You can complete the walk by turning left at the lime trees and going straight ahead through the newer part of the churchyard which leads to a path taking you behind the castle.

Lime Tree in Westham Churchyard

This is quite interesting as it gives you a good view of how the Norman castle was incorporated into the Roman walls. At the time the Romans landed, the sea came right up to that area and in fact Pevensey is one of the Cinque Ports now left high and dry.
You will find a write up of Lime flower and Pellitory in the herbs section and I will do a more in depth talk on Nettles in another video.

Linda Bostock
Medical herbalist

A Herb Walk at the Long Man of Wilmington, May 2011

What a glorious walk we went on today. It was one of those perfect days, blue skies and little fluffy clouds. Not too hot and not cold.

We are looking after our daughter’s dog while she and her boyfriend are on holiday.

Her name is Bo but AS-BO suits her much better as she tries to rule the household somewhat.

We took her and Henry dog and ourselves to the long Man in Wilmington which is about a 10 minute drive from our home and in the South Downs.

The long man is a chalk figure carved into the hillside, but is a bit of an enigma as no one knows its actual date. It could be ancient or it could be Victorian. Certainly the Victorians are known to have put white brick on the figure to preserve it.

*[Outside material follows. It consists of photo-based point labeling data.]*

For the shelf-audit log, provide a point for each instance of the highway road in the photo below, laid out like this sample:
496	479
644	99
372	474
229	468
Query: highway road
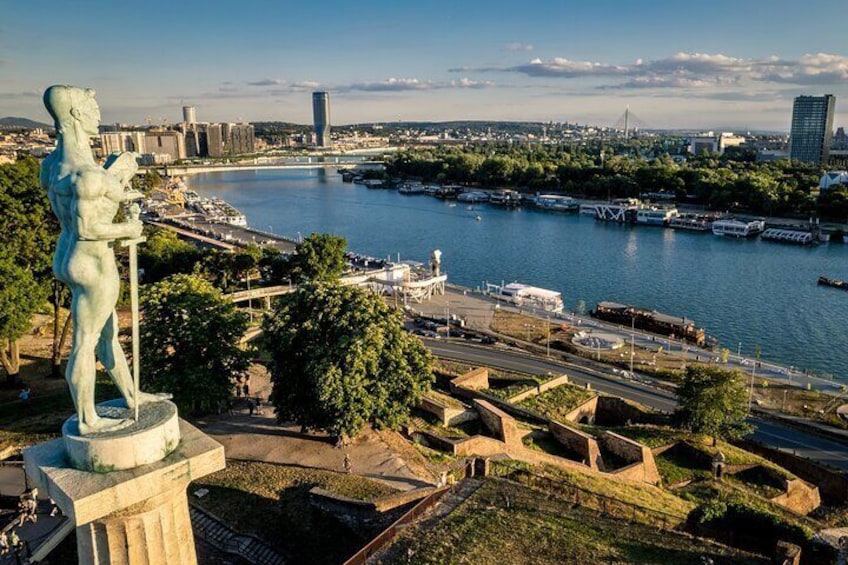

It is an unusual chalk figure as it appears to be holding walking sticks and has no male bits and pieces which makes me favour the Victorian theory, or it is actually a long woman.

At the Foot of the Long Man of Wilmington

Above the long man are some very ancient burial barrows so the whole area has a magical feel to it.

Today I wanted to go and photograph a hawthorn tree that is half way up the hill, which I have been photographing in all seasons and all  weathers.

On our way up the hill I saw that the elder flower in the hedgerow is just starting to flower and the wild plants in the hedgerow, cow parsley, nettles, dock and herb Robert were all growing so profusely the path was about half the size it normally is.

There were sky larks singing whilst on the wing and sheep in the field. The colours seemed exceptionally vibrant with the grass very green, the sky very blue and the sheep with their babies very white and fluffy.

We walked right up above the long man and stood on the barrows turning a 360 circle to see the countryside around us.

View from the Long Man

From there you can see the sea towards Brighton, the White horse chalk carving on the opposite hill, Arlington reservoir, the undulating weald and the South Downs heading off towards Eastbourne where they end. It is a view that makes you catch your breath every time and not just because you are panting and puffing from having climbed the hill to get up there!

Very often on our walks on the downs we find off cuts of worked flints which would have been used as small knives and scrapers, but today I kicked a piece of chalk on the path and when I looked down at it, saw that it had an Ammonite imprint on it as well as some shell imprints. Just a little reminder of how the South Downs were formed!

Right at the end of the walk and due to the dog running in to the edge of the field we saw a largish patch of fumitory growing. I was rather pleased as I have not seen fumitory growing in East Sussex before although I know it likes scrubby land.

I love that walk and confess I take all our visitors there.